Yes, the dirt, rocks and metal tend to be rough on a razor sharp chain, and in a matter of a split second.

I am excited to tear into some wood with this saw... hope you enjoy yours as much as I know I will.

LG


Sent from my iPad using Tapatalk


----------



## Ashful (Apr 9, 2018)

Correction:  Stihl does not “recommend” a 32 inch bar on that saw, they specify that as the “maximum recommended” bar.  I’d run a 24” bar on that saw, if it were mine.  It will balance fairly well, and won’t struggle when you bury the nose in hardwood.  I’d keep the 32” bar for those rare occasions you’re cutting on something over 48 inches diameter, but I’d not be using that daily.


----------



## Tar12 (Apr 9, 2018)

Ashful said:


> Correction:  Stihl does not “recommend” a 32 inch bar on that saw, they specify that as the “maximum recommended” bar.  I’d run a 24” bar on that saw, if it were mine.  It will balance fairly well, and won’t struggle when you bury the nose in hardwood.  I’d keep the 32” bar for those rare occasions you’re cutting on something over 48 inches diameter, but I’d not be using that daily.


People get real disappointed when they run the "maximum" length bar allowed on a saw...What they recommend is spot on for productivity.


----------



## Lone_Gun (Apr 10, 2018)

Ashful said:


> Correction:  Stihl does not “recommend” a 32 inch bar on that saw, they specify that as the “maximum recommended” bar.  I’d run a 24” bar on that saw, if it were mine.  It will balance fairly well, and won’t struggle when you bury the nose in hardwood.  I’d keep the 32” bar for those rare occasions you’re cutting on something over 48 inches diameter, but I’d not be using that daily.



You’re right, I hope I didn’t type that into my post.

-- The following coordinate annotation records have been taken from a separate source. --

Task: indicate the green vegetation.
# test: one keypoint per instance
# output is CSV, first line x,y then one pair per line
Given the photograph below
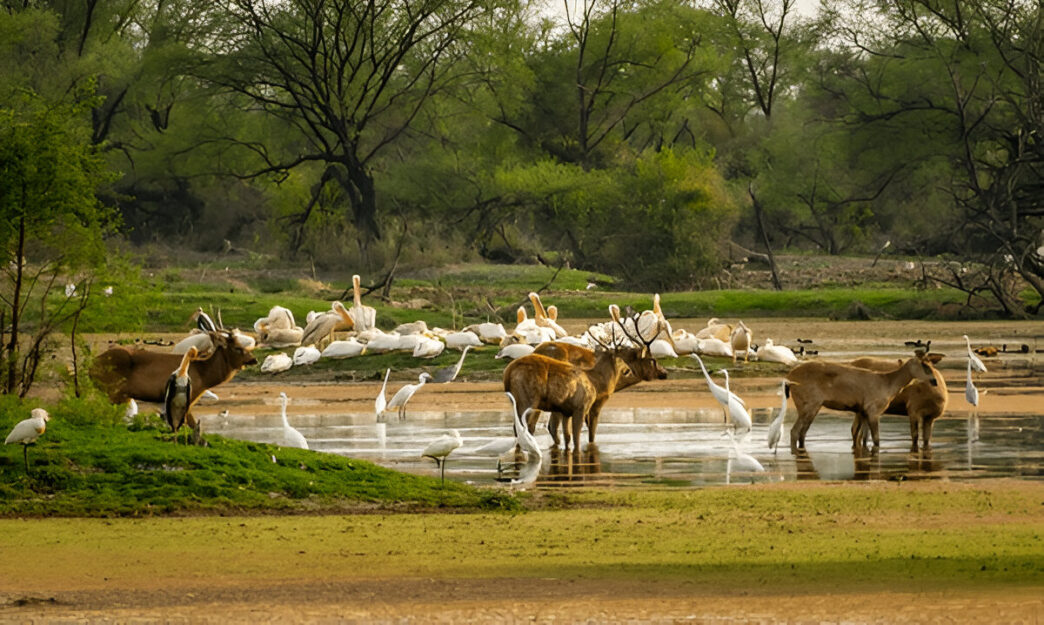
x,y
89,464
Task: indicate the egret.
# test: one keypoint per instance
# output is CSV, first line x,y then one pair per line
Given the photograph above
x,y
27,431
441,448
381,402
291,437
776,428
178,394
274,363
403,395
721,394
737,410
447,375
973,360
971,393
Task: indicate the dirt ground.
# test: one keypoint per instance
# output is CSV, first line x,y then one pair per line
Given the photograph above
x,y
275,595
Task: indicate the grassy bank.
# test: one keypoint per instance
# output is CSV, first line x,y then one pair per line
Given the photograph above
x,y
773,539
89,464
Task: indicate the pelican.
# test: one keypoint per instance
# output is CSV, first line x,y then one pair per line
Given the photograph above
x,y
381,402
773,353
721,394
428,347
275,363
349,349
27,431
403,395
306,355
364,316
291,437
737,410
516,351
447,375
974,360
178,394
776,428
971,393
441,448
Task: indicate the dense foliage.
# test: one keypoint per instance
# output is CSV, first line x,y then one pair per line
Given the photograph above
x,y
632,137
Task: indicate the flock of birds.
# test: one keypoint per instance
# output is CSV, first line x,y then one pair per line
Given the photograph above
x,y
279,330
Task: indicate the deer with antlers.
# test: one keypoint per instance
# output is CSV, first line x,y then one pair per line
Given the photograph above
x,y
578,385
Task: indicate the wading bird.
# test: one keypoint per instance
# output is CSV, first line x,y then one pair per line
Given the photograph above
x,y
27,431
291,437
441,448
403,394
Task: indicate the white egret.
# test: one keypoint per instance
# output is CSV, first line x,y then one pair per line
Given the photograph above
x,y
27,431
441,448
178,393
776,428
737,410
971,393
381,402
403,395
447,375
974,360
720,393
291,437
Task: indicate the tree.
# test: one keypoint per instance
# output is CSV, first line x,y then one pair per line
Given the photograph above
x,y
51,226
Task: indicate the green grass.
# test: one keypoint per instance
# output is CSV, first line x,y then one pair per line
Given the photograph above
x,y
89,464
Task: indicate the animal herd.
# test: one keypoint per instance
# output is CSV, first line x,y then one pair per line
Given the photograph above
x,y
549,370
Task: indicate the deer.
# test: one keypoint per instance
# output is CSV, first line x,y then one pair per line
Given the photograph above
x,y
574,390
813,385
922,402
141,375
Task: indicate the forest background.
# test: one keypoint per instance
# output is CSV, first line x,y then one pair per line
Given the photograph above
x,y
645,140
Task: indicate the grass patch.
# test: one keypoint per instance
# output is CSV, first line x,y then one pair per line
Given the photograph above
x,y
89,464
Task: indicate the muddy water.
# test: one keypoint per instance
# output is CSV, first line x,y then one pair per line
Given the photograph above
x,y
672,433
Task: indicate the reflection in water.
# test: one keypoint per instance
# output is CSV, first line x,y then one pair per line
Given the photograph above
x,y
651,448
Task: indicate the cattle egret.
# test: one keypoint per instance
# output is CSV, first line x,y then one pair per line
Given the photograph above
x,y
776,428
291,437
178,393
403,395
381,402
447,375
720,393
737,411
971,393
441,448
972,358
27,431
275,363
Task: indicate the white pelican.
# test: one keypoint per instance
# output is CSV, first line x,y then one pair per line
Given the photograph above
x,y
275,363
348,349
306,355
381,402
403,395
737,410
447,375
178,393
516,351
428,347
291,437
974,360
441,448
776,428
773,353
27,431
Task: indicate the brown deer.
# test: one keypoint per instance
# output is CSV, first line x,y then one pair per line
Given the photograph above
x,y
838,386
922,402
574,390
141,375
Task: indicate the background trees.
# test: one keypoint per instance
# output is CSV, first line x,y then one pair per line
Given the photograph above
x,y
635,137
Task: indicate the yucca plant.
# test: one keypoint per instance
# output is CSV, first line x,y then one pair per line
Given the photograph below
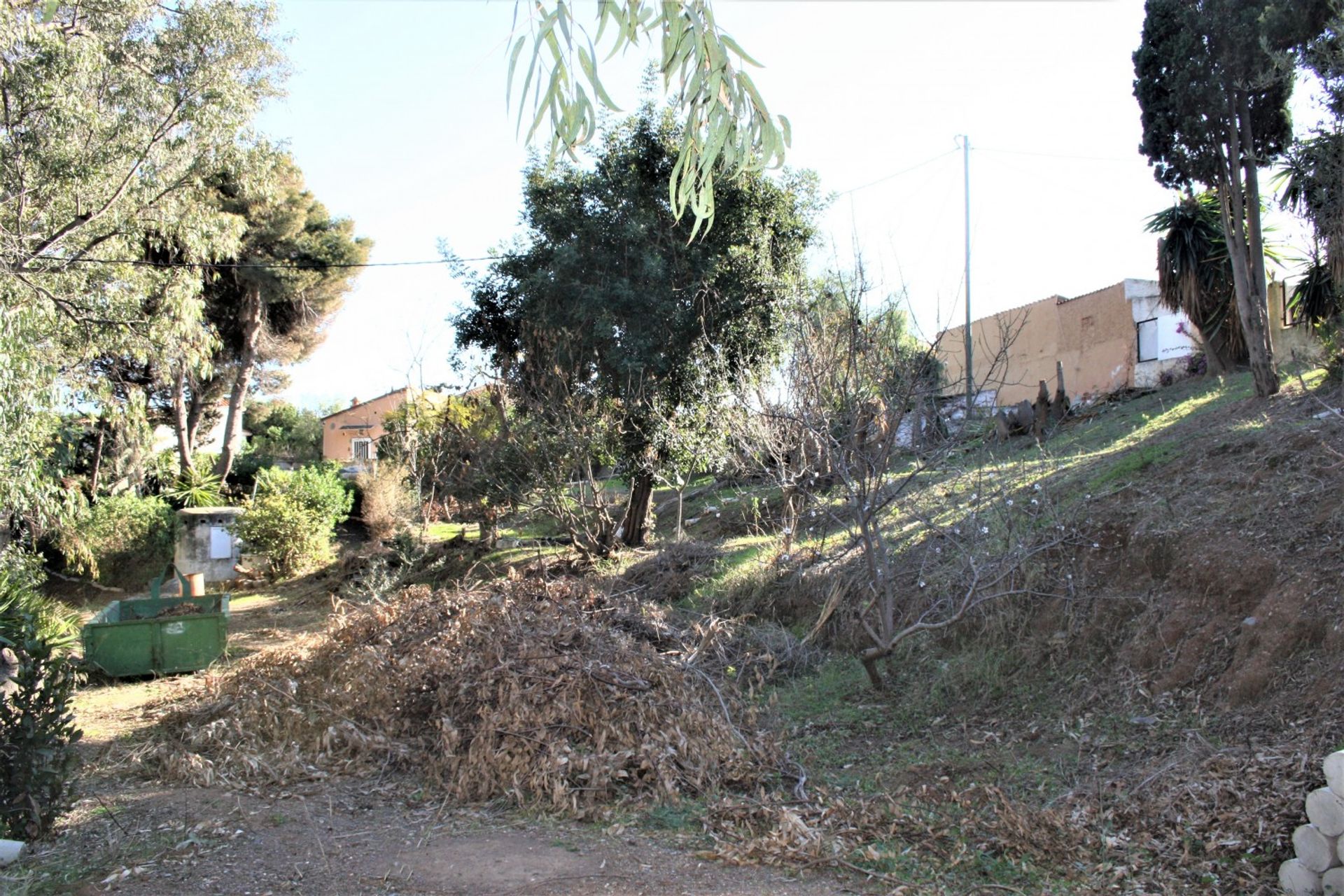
x,y
1195,276
36,687
197,488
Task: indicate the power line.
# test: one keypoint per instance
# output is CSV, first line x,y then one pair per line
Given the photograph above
x,y
144,262
904,171
1056,155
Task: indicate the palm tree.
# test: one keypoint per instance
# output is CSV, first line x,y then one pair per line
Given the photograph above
x,y
1195,276
1312,187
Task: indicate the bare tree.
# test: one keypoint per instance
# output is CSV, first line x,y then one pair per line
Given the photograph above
x,y
848,431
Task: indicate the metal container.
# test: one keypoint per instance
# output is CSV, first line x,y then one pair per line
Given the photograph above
x,y
148,636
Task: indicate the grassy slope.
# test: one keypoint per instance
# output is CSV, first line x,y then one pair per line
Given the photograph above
x,y
1208,507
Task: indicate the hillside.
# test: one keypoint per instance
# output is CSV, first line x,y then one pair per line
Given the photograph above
x,y
1152,729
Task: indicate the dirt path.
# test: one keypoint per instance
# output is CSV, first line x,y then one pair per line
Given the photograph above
x,y
127,837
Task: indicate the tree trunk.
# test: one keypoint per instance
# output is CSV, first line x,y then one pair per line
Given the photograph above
x,y
635,527
1243,206
1257,330
252,312
101,426
181,422
195,410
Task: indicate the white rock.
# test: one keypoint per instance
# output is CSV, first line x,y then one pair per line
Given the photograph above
x,y
1315,849
1326,811
1298,880
1334,767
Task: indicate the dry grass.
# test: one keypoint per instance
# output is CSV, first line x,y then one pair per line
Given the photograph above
x,y
521,691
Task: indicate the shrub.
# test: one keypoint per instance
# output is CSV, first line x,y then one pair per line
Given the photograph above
x,y
121,540
195,488
36,685
293,517
387,503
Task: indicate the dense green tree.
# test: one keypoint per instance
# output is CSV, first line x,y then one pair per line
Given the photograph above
x,y
609,298
726,127
115,113
270,301
281,431
1212,81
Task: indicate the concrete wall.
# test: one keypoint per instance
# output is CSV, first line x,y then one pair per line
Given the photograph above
x,y
1289,342
207,545
1092,335
360,421
1172,346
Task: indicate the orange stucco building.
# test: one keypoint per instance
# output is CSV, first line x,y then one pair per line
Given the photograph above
x,y
1109,339
353,433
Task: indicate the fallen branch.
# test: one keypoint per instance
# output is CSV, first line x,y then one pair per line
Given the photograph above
x,y
90,583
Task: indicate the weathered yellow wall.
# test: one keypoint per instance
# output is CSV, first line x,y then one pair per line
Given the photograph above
x,y
336,441
1289,342
1092,335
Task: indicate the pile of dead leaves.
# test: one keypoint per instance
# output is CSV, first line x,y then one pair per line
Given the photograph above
x,y
936,825
1218,824
519,691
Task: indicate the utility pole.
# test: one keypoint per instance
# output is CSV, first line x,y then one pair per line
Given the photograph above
x,y
965,168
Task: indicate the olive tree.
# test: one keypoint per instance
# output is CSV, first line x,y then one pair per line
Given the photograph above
x,y
610,300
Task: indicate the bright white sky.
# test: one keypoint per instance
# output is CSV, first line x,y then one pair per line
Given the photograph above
x,y
397,115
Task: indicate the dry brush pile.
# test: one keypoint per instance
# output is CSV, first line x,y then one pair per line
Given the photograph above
x,y
522,691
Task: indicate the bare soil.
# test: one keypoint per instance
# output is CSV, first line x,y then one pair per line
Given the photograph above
x,y
128,834
371,839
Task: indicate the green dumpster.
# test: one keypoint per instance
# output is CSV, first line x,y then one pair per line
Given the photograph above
x,y
158,636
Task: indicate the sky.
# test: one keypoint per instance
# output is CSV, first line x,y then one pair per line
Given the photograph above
x,y
397,115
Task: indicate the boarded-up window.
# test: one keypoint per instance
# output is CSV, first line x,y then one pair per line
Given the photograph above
x,y
1148,340
220,543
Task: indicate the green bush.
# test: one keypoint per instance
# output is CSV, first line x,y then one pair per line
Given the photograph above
x,y
386,500
293,517
121,540
36,687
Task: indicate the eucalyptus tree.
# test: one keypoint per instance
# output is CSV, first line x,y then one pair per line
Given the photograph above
x,y
726,128
113,113
270,300
609,298
1212,81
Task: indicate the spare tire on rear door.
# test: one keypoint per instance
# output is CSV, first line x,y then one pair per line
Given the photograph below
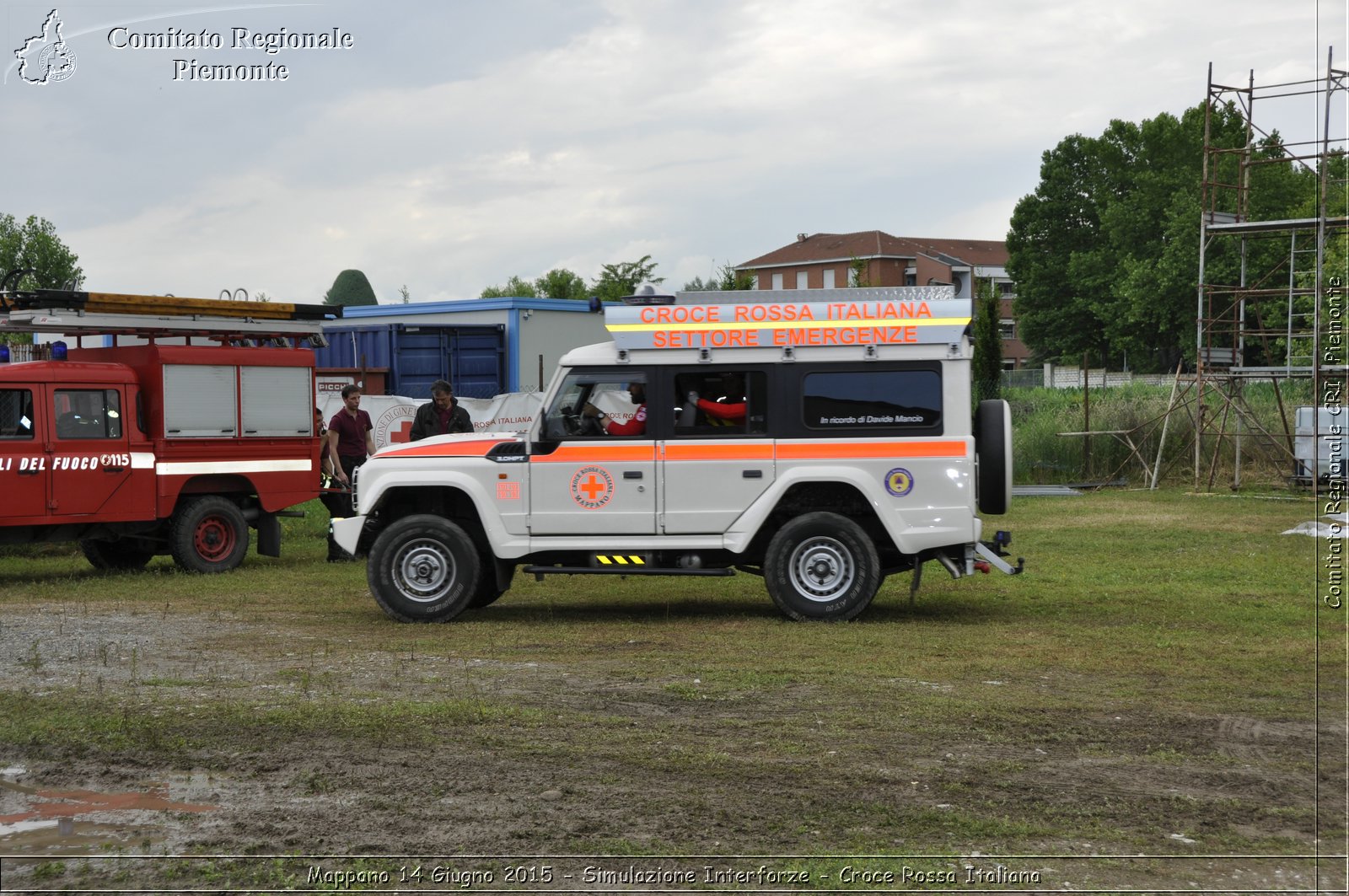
x,y
993,455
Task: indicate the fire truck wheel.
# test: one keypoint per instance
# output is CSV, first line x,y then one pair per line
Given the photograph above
x,y
424,568
993,453
823,567
116,555
208,534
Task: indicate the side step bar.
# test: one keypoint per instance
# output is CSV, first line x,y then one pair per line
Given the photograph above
x,y
624,571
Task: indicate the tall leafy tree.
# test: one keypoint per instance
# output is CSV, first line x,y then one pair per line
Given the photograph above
x,y
988,343
1105,253
351,287
34,244
514,287
35,247
728,278
622,278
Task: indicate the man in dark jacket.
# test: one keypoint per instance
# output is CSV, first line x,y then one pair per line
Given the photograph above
x,y
440,415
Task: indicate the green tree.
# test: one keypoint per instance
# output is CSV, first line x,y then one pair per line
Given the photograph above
x,y
35,246
1105,253
988,343
617,281
46,260
562,283
351,287
514,287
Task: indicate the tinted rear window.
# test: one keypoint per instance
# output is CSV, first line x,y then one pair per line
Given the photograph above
x,y
873,400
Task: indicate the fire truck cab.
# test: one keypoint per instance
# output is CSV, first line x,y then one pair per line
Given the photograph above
x,y
148,443
820,444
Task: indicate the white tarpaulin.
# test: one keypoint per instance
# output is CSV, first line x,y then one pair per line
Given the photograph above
x,y
1336,528
393,415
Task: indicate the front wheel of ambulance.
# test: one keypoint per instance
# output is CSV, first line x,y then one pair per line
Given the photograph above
x,y
424,568
822,567
208,534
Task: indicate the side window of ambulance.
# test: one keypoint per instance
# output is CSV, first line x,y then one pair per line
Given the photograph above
x,y
721,402
15,413
869,400
88,413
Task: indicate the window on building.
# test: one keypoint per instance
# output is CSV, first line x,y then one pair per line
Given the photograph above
x,y
726,402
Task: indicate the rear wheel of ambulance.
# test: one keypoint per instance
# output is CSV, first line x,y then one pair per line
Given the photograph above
x,y
822,567
116,555
208,534
993,453
424,568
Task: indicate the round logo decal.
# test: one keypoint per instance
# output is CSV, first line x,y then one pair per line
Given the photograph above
x,y
899,482
593,487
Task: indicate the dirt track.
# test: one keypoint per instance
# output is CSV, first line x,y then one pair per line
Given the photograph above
x,y
708,776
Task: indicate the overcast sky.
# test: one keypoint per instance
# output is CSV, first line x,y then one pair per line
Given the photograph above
x,y
456,143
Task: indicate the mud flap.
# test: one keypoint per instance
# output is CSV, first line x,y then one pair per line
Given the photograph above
x,y
269,534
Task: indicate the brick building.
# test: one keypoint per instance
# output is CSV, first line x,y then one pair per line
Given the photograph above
x,y
830,260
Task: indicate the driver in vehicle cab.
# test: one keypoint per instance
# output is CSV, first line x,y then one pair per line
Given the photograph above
x,y
634,427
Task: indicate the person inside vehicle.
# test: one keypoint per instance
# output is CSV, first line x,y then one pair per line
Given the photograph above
x,y
634,427
728,409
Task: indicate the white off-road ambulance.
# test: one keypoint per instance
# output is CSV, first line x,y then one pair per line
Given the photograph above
x,y
823,440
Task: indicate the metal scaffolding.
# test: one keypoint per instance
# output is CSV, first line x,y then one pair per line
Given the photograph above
x,y
1261,283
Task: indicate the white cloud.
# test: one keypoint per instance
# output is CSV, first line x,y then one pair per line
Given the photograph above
x,y
690,131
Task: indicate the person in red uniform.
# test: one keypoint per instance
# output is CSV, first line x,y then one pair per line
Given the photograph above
x,y
634,427
728,410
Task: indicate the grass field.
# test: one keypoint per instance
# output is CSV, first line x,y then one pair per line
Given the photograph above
x,y
1148,689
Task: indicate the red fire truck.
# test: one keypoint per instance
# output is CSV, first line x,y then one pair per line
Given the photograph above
x,y
157,426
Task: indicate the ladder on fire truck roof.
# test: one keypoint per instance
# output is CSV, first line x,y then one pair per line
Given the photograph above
x,y
76,314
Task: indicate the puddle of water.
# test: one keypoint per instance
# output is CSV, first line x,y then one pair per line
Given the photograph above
x,y
49,824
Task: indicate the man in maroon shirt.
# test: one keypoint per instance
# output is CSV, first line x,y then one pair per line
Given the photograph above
x,y
351,435
351,439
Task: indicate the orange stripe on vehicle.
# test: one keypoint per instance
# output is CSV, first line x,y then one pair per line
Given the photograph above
x,y
455,449
591,453
679,451
836,451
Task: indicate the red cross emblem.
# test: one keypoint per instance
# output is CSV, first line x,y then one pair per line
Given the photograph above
x,y
593,487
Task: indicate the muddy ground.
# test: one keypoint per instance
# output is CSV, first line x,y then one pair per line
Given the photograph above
x,y
609,764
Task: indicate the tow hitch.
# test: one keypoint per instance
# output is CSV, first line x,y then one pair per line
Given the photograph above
x,y
993,554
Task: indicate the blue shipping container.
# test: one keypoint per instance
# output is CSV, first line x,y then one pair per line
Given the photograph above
x,y
471,358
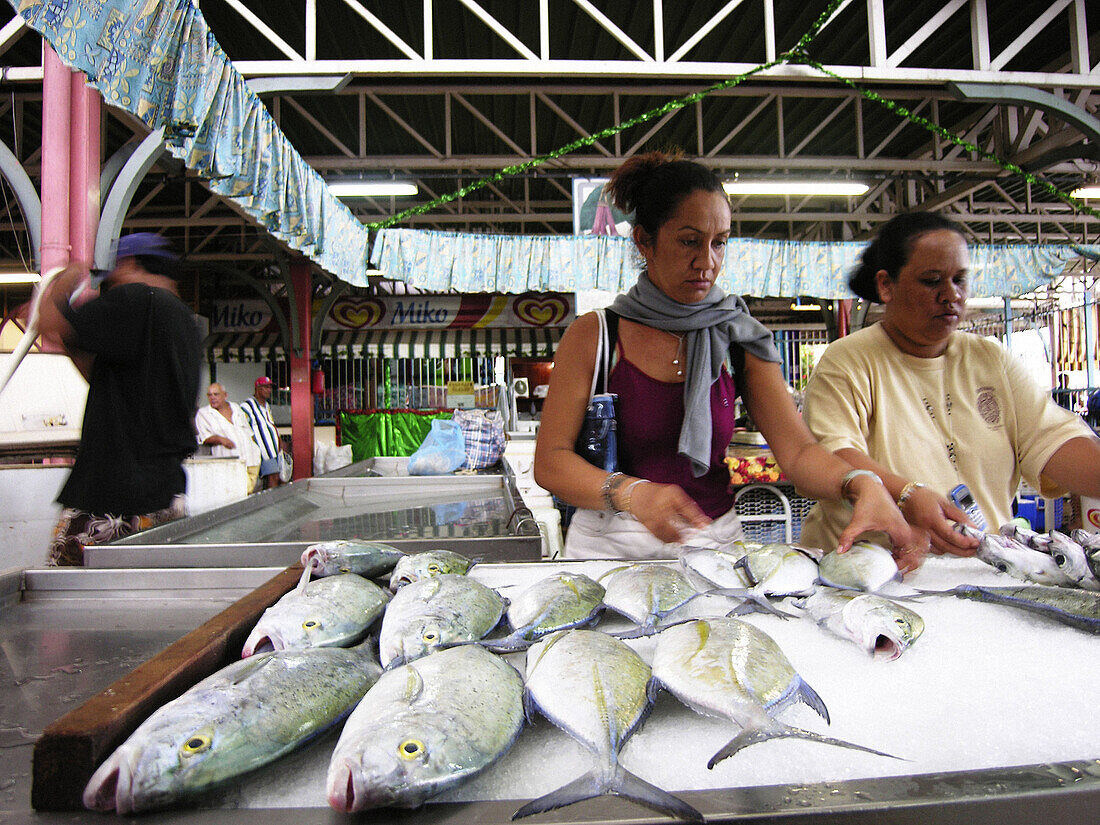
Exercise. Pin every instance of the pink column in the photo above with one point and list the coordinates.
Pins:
(301, 398)
(56, 87)
(84, 169)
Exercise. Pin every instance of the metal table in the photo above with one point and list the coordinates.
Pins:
(68, 634)
(480, 515)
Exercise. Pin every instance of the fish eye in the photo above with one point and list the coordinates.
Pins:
(196, 744)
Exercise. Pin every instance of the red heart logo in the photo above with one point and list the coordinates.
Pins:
(540, 310)
(356, 314)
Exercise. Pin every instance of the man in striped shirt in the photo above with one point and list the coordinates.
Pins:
(263, 428)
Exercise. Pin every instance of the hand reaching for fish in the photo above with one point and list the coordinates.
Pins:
(875, 509)
(934, 515)
(666, 510)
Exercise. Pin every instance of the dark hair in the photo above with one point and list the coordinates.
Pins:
(160, 265)
(891, 248)
(652, 185)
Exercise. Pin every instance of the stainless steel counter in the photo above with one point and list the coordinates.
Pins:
(481, 515)
(68, 634)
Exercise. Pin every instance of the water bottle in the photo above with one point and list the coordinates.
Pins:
(597, 442)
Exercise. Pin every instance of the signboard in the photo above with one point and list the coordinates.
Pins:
(451, 311)
(460, 394)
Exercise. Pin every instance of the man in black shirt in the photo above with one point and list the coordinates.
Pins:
(139, 347)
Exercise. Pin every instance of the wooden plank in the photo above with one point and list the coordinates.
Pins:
(69, 750)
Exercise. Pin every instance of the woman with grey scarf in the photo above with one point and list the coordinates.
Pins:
(685, 350)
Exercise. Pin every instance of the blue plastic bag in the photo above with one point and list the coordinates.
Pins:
(443, 450)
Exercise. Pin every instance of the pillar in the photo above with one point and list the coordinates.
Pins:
(301, 397)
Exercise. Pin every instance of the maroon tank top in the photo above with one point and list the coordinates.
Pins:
(650, 414)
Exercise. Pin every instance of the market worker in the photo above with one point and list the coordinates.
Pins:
(930, 408)
(259, 413)
(139, 347)
(677, 336)
(223, 427)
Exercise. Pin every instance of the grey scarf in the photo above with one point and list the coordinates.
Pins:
(710, 327)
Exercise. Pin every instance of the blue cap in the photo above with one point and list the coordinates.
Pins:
(143, 243)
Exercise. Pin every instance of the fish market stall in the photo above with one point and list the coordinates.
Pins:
(477, 514)
(989, 713)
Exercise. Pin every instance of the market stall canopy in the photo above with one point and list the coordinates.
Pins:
(161, 63)
(453, 261)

That’s part of the reason I was not planning on buying the 32” bar with this saw. The guy I bought it from had it on the saw, and I am planning on getting something shorter for regular use. Saving the longer bar for when it’s necessary.

LG



Sent from my iPad using Tapatalk


----------



## lindnova (Apr 19, 2018)

Yes 24” bar is best on a 461. I have a 32” and it will work in big wood but the 24 is way less cumbersome to work with.


----------